Era mi primer año de universidad. Me había ido a casa de vacaciones, y ya casi habían terminado. Adoraba la universidad, no obstante, la noche antes de irme, me acurruqué junto a mi madre, que estaba leyendo en la cama, y lloré porque no quería volver. Simplemente no me sentía como en casa todavía.
No lo sabía en ese momento, pero ese sentimiento era provocado por algo más profundo que pasar unos meses rodeada de personas y lugares desconocidos. También me había encontrado en nuevos entornos sociales, y estaba empezando a cuestionar por qué creía lo que creía como Científica Cristiana. ¿Beber alcohol? ¿Citas? ¿Quién era yo y qué pensaba realmente? En mi búsqueda por descubrir lo que creía y valoraba —en lugar de simplemente aceptar lo que otros me habían dicho que debía creer— comencé a experimentar con diferentes opciones.
La mayoría de la gente probablemente miraría lo que estaba haciendo y pensaría que era bastante dócil. Aun así, no me sentía yo misma. Ese sentimiento llegó a su punto máximo una noche de fin de semana, varias semanas después de las vacaciones, en que un grupo de amigos y yo tomamos el autobús para asistir a una fiesta de fraternidad en una universidad cercana.
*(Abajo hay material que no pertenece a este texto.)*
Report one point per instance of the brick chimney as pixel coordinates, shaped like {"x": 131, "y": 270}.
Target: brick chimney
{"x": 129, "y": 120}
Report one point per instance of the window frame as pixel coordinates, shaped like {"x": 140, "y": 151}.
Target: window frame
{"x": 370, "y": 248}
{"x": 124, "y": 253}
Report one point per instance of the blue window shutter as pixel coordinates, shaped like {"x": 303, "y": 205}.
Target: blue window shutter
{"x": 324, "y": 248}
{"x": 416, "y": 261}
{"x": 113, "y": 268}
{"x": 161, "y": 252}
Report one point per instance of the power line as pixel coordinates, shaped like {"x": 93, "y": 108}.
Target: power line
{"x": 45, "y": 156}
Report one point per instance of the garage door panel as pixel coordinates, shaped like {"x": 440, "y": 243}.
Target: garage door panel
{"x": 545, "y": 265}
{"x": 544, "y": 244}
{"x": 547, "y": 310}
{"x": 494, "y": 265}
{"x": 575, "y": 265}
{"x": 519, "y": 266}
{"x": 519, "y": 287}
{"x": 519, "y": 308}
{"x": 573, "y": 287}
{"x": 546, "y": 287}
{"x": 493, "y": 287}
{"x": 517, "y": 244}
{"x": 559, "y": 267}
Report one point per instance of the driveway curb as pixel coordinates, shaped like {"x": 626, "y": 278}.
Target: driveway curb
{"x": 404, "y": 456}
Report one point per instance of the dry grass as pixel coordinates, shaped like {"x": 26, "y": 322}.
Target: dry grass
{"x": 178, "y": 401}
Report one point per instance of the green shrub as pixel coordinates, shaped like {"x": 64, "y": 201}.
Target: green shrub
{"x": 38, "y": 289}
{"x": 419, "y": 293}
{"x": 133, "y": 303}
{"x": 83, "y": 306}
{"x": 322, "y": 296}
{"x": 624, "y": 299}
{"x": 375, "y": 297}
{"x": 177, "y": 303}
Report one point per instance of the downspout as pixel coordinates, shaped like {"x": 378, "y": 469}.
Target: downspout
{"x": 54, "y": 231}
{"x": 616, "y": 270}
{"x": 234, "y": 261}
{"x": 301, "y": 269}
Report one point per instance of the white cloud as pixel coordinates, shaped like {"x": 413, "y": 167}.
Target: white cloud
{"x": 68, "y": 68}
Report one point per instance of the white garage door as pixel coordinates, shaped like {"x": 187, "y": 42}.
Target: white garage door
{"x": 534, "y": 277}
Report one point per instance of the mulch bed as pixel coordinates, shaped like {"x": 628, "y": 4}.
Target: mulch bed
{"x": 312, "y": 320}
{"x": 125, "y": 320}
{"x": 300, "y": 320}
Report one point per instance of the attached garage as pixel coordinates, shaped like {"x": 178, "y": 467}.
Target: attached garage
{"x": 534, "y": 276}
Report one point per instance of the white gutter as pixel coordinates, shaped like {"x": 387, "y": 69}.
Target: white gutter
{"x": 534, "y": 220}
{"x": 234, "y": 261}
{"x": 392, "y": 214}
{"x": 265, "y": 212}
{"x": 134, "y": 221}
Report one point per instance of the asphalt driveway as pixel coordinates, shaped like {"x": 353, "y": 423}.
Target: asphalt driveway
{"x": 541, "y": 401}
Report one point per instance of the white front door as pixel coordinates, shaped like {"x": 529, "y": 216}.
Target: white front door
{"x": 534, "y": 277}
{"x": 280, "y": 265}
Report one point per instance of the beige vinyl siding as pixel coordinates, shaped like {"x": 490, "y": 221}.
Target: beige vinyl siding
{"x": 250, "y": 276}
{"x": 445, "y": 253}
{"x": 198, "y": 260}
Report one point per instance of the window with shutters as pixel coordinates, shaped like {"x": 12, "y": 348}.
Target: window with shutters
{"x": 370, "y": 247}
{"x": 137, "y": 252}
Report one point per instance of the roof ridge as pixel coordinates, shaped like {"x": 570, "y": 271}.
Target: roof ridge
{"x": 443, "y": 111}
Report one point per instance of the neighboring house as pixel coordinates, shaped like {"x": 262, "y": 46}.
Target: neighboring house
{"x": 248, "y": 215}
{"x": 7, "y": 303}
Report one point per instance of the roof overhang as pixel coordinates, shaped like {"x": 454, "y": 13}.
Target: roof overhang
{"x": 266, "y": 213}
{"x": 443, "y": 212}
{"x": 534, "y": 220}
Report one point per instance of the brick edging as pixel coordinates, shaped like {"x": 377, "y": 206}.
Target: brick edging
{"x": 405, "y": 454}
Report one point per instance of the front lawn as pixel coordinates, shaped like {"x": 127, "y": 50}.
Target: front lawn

Parecía ser nuestra primera “verdadera” noche de universidad, y todos estaban emocionados de ir. Pero tan pronto como llegamos a la fiesta, entré en pánico. No podía fingir más; simplemente ese ambiente no era lo que a mí me gustaba. Me fui, junto con varios amigos, y regresé a nuestro campus sintiéndome estúpida y avergonzada. Al día siguiente, me desperté con una erupción alrededor del cuello.